India Ratings and Research (Ind-Ra) in its latest report has said that after years of enduring challenges, the non-banking finance companies (NBFCs) are finally set to witness a normalisation in FY23. The NBFCs will start FY23 with sufficient capital buffers, stable margins and sizable on-balance sheet provisioning, while adequate system liquidity would aid funding. The agency, which maintained a 'neutral' sector outlook and 'stable' rating outlook for the NBFCs, said its expectations will hold true in the absence of any negative event.

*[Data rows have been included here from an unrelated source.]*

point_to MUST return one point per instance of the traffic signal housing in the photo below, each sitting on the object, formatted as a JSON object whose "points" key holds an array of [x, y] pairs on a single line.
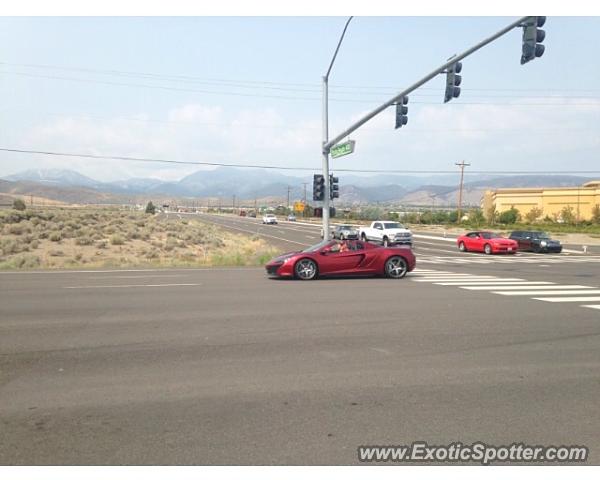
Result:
{"points": [[453, 80], [318, 188], [533, 36], [401, 112], [334, 187]]}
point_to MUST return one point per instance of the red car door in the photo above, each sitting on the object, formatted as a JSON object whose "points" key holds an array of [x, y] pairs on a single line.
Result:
{"points": [[340, 262], [478, 243]]}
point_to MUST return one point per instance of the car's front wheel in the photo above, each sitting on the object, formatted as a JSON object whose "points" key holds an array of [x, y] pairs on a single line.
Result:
{"points": [[396, 267], [306, 269]]}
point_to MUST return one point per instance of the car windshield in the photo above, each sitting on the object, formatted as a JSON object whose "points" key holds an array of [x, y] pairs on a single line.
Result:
{"points": [[490, 235], [318, 246]]}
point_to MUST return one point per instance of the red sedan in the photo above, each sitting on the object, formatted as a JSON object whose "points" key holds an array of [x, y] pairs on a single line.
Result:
{"points": [[336, 258], [487, 242]]}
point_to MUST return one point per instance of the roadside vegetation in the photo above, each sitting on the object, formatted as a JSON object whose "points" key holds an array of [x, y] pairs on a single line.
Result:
{"points": [[109, 237]]}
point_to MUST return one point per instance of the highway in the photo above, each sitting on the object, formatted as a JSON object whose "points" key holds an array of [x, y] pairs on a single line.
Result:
{"points": [[227, 366]]}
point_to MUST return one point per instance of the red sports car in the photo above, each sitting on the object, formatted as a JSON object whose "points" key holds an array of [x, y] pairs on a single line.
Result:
{"points": [[487, 242], [339, 257]]}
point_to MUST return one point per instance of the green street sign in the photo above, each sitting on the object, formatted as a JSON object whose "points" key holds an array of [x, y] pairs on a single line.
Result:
{"points": [[342, 149]]}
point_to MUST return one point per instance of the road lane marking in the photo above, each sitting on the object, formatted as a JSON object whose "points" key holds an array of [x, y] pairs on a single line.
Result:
{"points": [[459, 279], [528, 286], [568, 299], [551, 292], [205, 269], [498, 281], [137, 276], [137, 286]]}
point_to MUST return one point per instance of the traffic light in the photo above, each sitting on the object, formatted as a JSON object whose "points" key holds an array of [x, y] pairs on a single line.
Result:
{"points": [[401, 112], [334, 188], [533, 37], [318, 188], [453, 80]]}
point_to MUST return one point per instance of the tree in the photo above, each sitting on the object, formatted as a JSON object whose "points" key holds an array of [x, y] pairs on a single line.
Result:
{"points": [[509, 216], [567, 215], [19, 204], [532, 215], [476, 216], [596, 214], [491, 214]]}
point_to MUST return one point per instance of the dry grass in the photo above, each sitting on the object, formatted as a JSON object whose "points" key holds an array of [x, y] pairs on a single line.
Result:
{"points": [[94, 237]]}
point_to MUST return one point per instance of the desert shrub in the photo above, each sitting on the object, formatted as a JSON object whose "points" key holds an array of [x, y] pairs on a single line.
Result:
{"points": [[19, 204], [170, 244], [21, 261], [16, 229], [84, 241], [117, 240], [152, 254]]}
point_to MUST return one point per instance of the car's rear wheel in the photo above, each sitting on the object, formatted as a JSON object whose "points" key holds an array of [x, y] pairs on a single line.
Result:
{"points": [[305, 269], [396, 267]]}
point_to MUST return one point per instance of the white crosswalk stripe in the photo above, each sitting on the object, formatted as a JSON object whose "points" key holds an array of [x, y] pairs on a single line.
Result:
{"points": [[512, 287], [533, 259]]}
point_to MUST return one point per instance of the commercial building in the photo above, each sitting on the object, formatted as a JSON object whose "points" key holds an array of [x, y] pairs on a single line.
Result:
{"points": [[551, 201]]}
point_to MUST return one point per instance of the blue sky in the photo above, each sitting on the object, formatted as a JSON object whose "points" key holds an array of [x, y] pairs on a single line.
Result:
{"points": [[58, 95]]}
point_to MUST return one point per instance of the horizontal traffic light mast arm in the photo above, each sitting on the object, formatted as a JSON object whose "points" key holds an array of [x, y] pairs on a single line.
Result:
{"points": [[327, 146]]}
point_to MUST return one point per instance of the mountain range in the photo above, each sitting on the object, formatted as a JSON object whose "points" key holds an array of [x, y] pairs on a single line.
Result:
{"points": [[250, 184]]}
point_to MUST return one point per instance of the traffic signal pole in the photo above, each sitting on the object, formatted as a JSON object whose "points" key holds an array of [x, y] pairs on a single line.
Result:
{"points": [[355, 126], [329, 143], [326, 199]]}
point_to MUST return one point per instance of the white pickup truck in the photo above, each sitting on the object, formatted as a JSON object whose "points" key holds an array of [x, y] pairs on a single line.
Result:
{"points": [[386, 233]]}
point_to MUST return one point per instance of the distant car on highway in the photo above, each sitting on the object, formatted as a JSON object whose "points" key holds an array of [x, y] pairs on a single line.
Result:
{"points": [[269, 219], [386, 233], [536, 241], [338, 258], [487, 242], [345, 232]]}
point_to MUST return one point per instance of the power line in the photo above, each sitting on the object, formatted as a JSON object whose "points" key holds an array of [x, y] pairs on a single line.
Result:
{"points": [[280, 167], [313, 87], [263, 126], [287, 97]]}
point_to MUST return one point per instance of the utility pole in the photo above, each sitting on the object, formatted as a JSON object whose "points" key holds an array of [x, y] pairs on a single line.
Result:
{"points": [[304, 199], [325, 148], [462, 166]]}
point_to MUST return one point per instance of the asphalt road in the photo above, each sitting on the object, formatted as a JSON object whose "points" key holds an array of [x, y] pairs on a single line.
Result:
{"points": [[226, 366]]}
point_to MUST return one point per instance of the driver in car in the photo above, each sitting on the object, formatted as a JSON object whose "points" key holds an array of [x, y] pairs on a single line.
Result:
{"points": [[339, 247]]}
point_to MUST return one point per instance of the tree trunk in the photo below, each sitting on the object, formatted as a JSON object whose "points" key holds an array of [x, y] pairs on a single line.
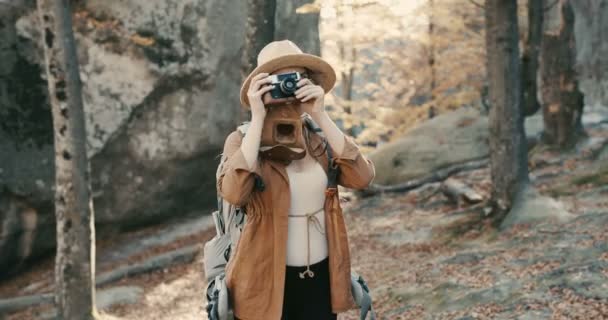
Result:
{"points": [[530, 57], [75, 260], [508, 158], [302, 29], [433, 80], [562, 100], [260, 31]]}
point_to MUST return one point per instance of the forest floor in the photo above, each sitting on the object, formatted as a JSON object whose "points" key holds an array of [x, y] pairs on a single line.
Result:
{"points": [[423, 256]]}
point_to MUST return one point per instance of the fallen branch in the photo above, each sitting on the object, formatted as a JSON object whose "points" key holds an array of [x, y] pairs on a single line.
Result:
{"points": [[14, 304], [439, 175], [457, 191], [183, 255]]}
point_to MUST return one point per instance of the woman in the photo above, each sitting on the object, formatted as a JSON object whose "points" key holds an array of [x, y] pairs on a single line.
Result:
{"points": [[292, 260]]}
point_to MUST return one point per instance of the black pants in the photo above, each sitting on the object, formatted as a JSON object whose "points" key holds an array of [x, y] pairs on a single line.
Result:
{"points": [[308, 298]]}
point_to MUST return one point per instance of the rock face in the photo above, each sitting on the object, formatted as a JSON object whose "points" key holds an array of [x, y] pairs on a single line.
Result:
{"points": [[160, 91], [591, 26], [451, 138]]}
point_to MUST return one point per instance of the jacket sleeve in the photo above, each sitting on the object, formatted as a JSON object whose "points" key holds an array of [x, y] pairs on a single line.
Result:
{"points": [[356, 171], [236, 179]]}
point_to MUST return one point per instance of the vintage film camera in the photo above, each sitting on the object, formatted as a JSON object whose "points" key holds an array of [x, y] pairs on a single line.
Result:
{"points": [[282, 131], [285, 86]]}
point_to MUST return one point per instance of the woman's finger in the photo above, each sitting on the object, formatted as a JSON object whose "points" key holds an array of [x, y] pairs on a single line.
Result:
{"points": [[307, 91], [309, 97], [303, 82], [259, 83], [304, 89], [264, 90]]}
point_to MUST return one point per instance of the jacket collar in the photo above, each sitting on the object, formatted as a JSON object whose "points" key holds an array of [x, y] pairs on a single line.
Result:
{"points": [[314, 148]]}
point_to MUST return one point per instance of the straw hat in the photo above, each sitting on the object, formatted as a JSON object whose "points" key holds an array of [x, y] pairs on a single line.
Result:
{"points": [[282, 54]]}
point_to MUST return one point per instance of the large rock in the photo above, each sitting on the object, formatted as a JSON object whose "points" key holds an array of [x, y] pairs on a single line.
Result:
{"points": [[451, 138], [160, 90]]}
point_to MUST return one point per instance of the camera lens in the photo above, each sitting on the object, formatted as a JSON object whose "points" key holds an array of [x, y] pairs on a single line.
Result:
{"points": [[288, 86]]}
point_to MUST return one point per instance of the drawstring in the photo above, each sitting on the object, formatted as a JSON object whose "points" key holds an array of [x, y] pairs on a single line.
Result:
{"points": [[310, 217]]}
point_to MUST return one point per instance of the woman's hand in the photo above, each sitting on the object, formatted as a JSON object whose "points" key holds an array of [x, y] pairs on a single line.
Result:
{"points": [[311, 95], [257, 89]]}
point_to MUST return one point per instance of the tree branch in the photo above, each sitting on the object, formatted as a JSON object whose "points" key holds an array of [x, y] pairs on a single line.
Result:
{"points": [[439, 175], [549, 7], [478, 5]]}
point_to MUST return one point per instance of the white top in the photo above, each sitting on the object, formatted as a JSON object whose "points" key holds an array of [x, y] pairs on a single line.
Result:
{"points": [[307, 187]]}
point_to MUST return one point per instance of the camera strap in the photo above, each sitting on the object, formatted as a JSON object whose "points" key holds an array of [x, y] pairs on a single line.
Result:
{"points": [[332, 168]]}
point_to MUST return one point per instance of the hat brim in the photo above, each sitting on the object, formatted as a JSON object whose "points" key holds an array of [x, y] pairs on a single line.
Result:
{"points": [[322, 73]]}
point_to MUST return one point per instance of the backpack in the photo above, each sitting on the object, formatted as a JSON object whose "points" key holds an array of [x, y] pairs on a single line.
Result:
{"points": [[229, 221]]}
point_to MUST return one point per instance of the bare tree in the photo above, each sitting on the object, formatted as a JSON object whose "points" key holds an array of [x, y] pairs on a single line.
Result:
{"points": [[301, 28], [260, 31], [75, 260], [508, 151], [562, 100], [431, 49], [530, 57]]}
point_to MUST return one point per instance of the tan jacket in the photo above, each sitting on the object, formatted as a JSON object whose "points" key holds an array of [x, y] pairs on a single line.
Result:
{"points": [[255, 274]]}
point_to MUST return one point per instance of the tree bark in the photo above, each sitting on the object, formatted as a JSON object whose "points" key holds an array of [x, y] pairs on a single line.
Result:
{"points": [[75, 260], [508, 157], [260, 31], [562, 100], [530, 57], [302, 29], [433, 80]]}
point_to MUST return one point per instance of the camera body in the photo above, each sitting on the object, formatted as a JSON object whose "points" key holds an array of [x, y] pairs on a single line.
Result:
{"points": [[285, 88]]}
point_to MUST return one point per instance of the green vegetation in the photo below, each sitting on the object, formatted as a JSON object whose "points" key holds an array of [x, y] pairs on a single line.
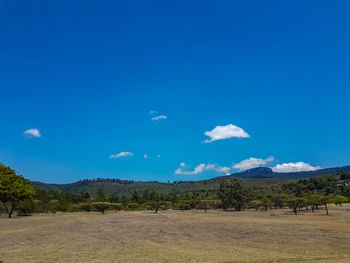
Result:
{"points": [[16, 194], [13, 189]]}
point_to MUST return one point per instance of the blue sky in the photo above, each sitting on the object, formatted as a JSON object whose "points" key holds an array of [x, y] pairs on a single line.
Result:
{"points": [[91, 75]]}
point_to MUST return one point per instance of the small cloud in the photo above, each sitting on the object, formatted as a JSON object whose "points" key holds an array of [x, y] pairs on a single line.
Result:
{"points": [[121, 154], [294, 167], [252, 163], [225, 132], [160, 117], [33, 133], [198, 169], [201, 168]]}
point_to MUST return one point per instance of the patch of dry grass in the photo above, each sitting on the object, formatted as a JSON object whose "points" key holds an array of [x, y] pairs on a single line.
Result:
{"points": [[181, 236]]}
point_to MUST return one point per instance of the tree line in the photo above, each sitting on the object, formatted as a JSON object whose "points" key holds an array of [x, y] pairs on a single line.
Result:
{"points": [[18, 195]]}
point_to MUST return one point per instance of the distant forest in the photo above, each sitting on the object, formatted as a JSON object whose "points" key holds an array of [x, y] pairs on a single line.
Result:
{"points": [[231, 194]]}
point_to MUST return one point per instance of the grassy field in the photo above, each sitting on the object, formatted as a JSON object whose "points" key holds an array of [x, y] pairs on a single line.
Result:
{"points": [[178, 236]]}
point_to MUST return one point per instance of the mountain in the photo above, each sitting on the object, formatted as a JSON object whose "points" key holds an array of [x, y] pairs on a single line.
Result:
{"points": [[260, 176], [265, 172]]}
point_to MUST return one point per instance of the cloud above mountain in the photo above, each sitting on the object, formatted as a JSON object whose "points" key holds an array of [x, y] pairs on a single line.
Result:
{"points": [[201, 168], [160, 117], [252, 163], [225, 132], [294, 167], [121, 154], [33, 133]]}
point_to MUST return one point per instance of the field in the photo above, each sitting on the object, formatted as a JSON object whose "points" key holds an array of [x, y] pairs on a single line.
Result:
{"points": [[178, 236]]}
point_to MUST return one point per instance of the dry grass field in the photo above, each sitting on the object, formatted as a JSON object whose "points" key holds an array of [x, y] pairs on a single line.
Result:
{"points": [[180, 236]]}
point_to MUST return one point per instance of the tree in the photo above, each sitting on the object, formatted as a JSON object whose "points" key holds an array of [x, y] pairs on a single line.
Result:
{"points": [[204, 205], [233, 194], [116, 206], [101, 206], [114, 198], [315, 200], [339, 200], [13, 189], [133, 206], [136, 197], [156, 205], [325, 200], [295, 203], [100, 195]]}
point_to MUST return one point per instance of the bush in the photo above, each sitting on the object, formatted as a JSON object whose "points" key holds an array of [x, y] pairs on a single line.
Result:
{"points": [[101, 206], [25, 207]]}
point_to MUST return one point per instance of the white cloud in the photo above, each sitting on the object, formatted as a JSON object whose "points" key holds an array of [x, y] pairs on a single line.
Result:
{"points": [[225, 132], [121, 154], [252, 163], [201, 168], [160, 117], [294, 167], [33, 132]]}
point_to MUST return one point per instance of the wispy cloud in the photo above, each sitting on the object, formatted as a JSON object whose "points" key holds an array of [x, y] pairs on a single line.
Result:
{"points": [[33, 133], [225, 132], [160, 117], [294, 167], [121, 154], [201, 168], [252, 163]]}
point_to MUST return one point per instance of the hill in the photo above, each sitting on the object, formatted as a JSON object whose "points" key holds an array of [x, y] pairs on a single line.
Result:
{"points": [[261, 176], [265, 172]]}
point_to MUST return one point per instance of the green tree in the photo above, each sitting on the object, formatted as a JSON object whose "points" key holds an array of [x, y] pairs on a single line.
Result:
{"points": [[116, 206], [315, 200], [339, 200], [101, 206], [233, 194], [295, 203], [14, 188], [100, 195], [114, 198], [156, 205]]}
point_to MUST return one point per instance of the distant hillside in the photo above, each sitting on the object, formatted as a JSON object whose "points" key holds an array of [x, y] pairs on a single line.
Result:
{"points": [[265, 172], [261, 176]]}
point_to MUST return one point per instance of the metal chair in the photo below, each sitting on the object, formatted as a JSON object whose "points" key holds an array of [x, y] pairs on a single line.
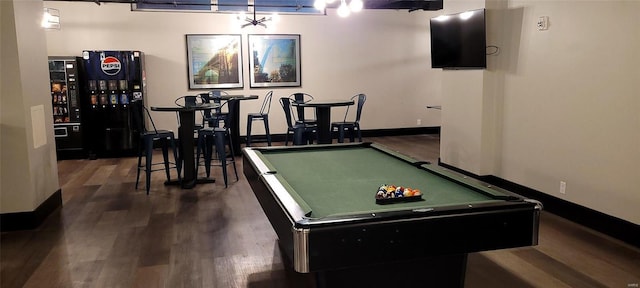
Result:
{"points": [[352, 127], [302, 98], [262, 115], [147, 139], [213, 117], [302, 133], [218, 137]]}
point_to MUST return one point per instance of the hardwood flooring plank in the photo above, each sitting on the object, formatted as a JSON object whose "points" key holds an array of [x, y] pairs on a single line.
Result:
{"points": [[108, 234], [151, 277]]}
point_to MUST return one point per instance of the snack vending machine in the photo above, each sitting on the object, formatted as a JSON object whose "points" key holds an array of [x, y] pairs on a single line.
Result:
{"points": [[114, 80], [65, 100]]}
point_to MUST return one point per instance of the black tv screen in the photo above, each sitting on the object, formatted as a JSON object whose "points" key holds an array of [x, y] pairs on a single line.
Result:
{"points": [[458, 41]]}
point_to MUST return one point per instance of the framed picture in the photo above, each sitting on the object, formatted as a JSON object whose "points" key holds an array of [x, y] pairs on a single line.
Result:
{"points": [[215, 61], [274, 60]]}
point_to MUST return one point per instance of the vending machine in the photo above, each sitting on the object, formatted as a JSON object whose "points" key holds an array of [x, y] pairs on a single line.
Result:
{"points": [[65, 100], [114, 79]]}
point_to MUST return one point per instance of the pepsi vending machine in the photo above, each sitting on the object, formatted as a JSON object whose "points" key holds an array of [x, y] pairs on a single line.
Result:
{"points": [[65, 100], [115, 79]]}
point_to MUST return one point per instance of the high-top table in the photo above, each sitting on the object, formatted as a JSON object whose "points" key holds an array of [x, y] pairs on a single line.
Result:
{"points": [[234, 126], [323, 115], [185, 135]]}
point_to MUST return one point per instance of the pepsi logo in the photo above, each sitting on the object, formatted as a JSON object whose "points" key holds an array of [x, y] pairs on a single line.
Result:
{"points": [[111, 65]]}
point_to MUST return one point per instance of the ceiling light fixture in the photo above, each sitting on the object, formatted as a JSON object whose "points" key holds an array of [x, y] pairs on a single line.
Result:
{"points": [[255, 21], [343, 10]]}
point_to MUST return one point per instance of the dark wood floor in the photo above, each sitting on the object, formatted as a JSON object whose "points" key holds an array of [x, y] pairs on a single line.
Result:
{"points": [[107, 234]]}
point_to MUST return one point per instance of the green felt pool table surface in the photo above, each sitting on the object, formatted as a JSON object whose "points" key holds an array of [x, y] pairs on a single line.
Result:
{"points": [[344, 180]]}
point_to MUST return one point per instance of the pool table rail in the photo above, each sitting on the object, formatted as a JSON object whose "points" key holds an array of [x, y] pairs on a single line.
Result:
{"points": [[360, 238]]}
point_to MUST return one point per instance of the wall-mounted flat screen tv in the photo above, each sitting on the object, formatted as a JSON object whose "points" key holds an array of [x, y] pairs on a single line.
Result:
{"points": [[458, 41]]}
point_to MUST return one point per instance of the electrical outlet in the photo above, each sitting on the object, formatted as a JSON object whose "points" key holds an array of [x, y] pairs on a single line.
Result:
{"points": [[543, 23], [563, 187]]}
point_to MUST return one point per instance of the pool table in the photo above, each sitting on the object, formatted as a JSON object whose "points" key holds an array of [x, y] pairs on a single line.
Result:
{"points": [[320, 200]]}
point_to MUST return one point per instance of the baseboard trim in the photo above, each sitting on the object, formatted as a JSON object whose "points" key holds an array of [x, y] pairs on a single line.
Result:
{"points": [[32, 219], [612, 226]]}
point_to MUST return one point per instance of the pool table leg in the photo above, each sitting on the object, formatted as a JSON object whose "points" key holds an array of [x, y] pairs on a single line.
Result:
{"points": [[441, 271]]}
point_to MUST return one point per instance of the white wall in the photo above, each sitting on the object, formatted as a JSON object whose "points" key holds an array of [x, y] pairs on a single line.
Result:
{"points": [[572, 103], [28, 167], [384, 54], [555, 105]]}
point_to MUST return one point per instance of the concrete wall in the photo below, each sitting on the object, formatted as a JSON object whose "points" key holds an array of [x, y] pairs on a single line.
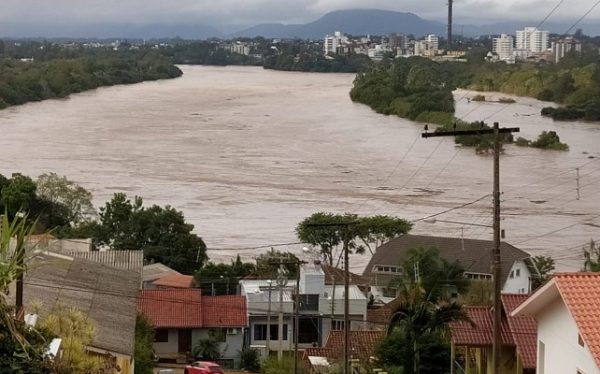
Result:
{"points": [[562, 352], [519, 283]]}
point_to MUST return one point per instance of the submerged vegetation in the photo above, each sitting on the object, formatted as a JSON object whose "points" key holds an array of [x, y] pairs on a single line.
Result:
{"points": [[45, 72]]}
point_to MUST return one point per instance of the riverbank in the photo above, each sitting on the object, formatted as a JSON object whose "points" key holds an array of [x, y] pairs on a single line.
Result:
{"points": [[28, 81]]}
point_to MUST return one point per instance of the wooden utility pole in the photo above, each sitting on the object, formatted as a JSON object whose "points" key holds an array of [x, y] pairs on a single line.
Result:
{"points": [[496, 259], [270, 282], [346, 303]]}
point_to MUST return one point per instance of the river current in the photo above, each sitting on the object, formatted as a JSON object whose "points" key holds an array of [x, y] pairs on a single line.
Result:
{"points": [[247, 153]]}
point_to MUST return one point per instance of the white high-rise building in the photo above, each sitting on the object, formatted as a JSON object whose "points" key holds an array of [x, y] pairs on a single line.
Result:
{"points": [[334, 43], [533, 40], [504, 47], [433, 42]]}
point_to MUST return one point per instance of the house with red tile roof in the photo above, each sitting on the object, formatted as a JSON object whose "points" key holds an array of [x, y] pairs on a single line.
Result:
{"points": [[472, 341], [181, 317], [567, 311]]}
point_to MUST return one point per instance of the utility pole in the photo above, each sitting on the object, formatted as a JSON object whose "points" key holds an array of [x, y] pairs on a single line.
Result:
{"points": [[449, 24], [270, 282], [496, 263], [20, 252], [346, 303], [578, 196]]}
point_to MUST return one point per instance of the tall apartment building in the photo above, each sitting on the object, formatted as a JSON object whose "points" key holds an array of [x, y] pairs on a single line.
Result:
{"points": [[504, 47], [433, 42], [563, 46], [335, 43], [532, 40]]}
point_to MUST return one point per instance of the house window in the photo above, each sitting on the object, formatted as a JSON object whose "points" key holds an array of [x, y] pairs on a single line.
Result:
{"points": [[337, 325], [309, 303], [541, 357], [260, 332], [308, 331], [218, 334], [161, 336]]}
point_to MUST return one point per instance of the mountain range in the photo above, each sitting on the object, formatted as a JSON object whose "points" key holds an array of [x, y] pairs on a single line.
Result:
{"points": [[352, 21]]}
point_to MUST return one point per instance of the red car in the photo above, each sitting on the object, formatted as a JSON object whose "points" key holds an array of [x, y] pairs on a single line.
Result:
{"points": [[203, 367]]}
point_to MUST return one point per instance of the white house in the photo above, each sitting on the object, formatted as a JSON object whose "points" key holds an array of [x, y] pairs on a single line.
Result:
{"points": [[567, 310], [474, 255], [321, 308]]}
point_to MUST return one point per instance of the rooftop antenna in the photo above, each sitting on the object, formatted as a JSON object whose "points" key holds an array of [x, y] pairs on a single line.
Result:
{"points": [[450, 24]]}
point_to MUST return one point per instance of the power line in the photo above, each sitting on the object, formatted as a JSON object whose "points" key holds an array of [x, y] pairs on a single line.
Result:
{"points": [[582, 17], [550, 14]]}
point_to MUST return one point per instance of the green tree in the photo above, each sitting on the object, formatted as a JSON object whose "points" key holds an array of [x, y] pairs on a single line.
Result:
{"points": [[161, 233], [545, 266], [329, 231], [76, 199], [143, 351], [222, 279], [77, 332], [207, 349], [438, 277], [419, 318], [21, 348], [18, 194]]}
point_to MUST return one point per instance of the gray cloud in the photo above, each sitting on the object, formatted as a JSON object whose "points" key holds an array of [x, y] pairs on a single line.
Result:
{"points": [[247, 12]]}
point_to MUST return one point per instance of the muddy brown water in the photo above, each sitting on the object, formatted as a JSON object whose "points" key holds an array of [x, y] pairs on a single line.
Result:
{"points": [[247, 153]]}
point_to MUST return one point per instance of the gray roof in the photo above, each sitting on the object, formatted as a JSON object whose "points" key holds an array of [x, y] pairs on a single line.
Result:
{"points": [[474, 255], [106, 294], [126, 260], [156, 271]]}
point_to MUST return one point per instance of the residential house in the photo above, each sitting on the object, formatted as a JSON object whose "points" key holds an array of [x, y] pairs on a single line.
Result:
{"points": [[568, 323], [105, 294], [473, 340], [181, 317], [362, 350], [321, 307], [474, 255]]}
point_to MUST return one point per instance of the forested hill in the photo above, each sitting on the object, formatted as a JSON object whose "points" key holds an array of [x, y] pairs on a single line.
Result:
{"points": [[59, 73]]}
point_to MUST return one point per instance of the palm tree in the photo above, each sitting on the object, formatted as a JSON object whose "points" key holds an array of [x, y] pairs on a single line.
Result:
{"points": [[419, 315], [11, 268]]}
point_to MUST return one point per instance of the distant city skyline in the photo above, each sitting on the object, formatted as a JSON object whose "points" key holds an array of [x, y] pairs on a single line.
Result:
{"points": [[224, 14]]}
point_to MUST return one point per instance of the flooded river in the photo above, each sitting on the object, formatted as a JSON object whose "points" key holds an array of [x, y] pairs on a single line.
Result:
{"points": [[247, 153]]}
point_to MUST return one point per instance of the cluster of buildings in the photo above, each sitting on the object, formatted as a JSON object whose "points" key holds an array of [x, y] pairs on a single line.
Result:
{"points": [[397, 45], [531, 44], [554, 330]]}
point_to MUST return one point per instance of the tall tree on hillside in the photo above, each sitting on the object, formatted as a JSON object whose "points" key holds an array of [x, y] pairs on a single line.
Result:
{"points": [[61, 191], [329, 231], [161, 232]]}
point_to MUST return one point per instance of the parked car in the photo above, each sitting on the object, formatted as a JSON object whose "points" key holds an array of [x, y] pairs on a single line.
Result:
{"points": [[203, 367]]}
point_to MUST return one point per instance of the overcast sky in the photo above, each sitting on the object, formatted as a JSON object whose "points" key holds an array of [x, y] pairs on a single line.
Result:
{"points": [[248, 12]]}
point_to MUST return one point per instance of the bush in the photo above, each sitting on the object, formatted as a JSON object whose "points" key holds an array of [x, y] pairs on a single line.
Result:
{"points": [[250, 360], [506, 100], [549, 140], [522, 142]]}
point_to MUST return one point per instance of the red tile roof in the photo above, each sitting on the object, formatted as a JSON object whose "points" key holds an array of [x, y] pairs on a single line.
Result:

According to the report, credit growth for entities it rates will rise to 14 per cent in FY23 from 8 per cent in FY22. Since the default by IL&FS in 2017, NBFCs have faced difficulties which only aggravated with the outbreak of the pandemic, which affected liquidity. The agency said an expected increase in systemic interest rates and asset quality issues in some segments due to the lagged impact of pandemic would be a drag on the operating performance of NBFCs in the new fiscal year. The sector has been facing increased regulatory oversight and push towards convergence with banks through various measures such as scale-based regulation, realignment in asset quality classification and Prompt Corrective Action (PCA) norm. The secured asset business for NBFCs may see a revival in FY23 with credit growth of 14 per cent, up from 7-8 per cent in FY22.
The report further said the products such as loans against property, housing loans and vehicle finance could witness a higher demand than personal and unsecured business loans which saw a higher demand during the pandemic. Growth in the vehicle finance segment could revive depending on the availability of vehicles which are facing component shortage due to the pandemic, along with an increase in borrower confidence towards an economic recovery.